I'm old enough to have seen George Best play in the flesh, once for Manchester United against Shamrock Rovers in 1973, and three years later for Cork Celtic against Shelbourne. The contrast was stark.
While he was far from his inspirational peak in the first game, he at least got involved and looked like a professional footballer. By the time I next saw him, he resembled a hungover hobo who'd stumbled into the Cork Celtic dressing room, nicked a strip and some boots, and gone for a ramble around the Harold's Cross pitch.
Despite the myth that's surrounded Best ever since he became football's first pop star in 1965, his was a mercurial talent from day one, long before he became more interested in gargle than the Beautiful Game. He'd as likely play poorly as spectacularly well, but of course his legend is built on glorious moments such as his goal the night Manchester United first lifted the European Cup in 1968, the most pivotal moment of his life.

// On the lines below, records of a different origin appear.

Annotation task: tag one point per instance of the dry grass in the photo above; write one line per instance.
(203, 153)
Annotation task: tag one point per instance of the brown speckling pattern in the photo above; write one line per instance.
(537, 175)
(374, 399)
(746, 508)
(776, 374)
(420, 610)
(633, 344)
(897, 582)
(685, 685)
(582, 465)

Here, his story is told by Daniel Gordon, whose CV includes Hillsborough, a pretty harrowing documentary about the Hillsborough tragedy. Impressively, he's told the George Best story with an even, but ultimately damning hand. The final 15 minutes are jaw-dropping as it exposes the grim reality of a brittle and exceptionally-talented man who was beaten by life and drowned in booze.
Before all that, though, there are several truly splendid moments to savour and candid interviews with some of the main players in George Best's life, especially his first wife Angie and old pals such as Pat Crerand and Mike Summerbee.
But the most eloquent opinions on Best are expressed by Hugh McIlvaney, an articulate and insightful football journalist who retired last year at the age of 82. He knew Best for many decades, and pulls no punches here. (By the way: in 1970 he wrote and narrated a documentary with the self-explanatory title of The World of Georgie Best. It's on YouTube. Look it up.)
As a child, I adored George Best. As an adult, I dreaded each twist and turn in his downward spiral. When he died on November 25 2005, I cried.
Go see Best and you could end up crying for him too. What a waste.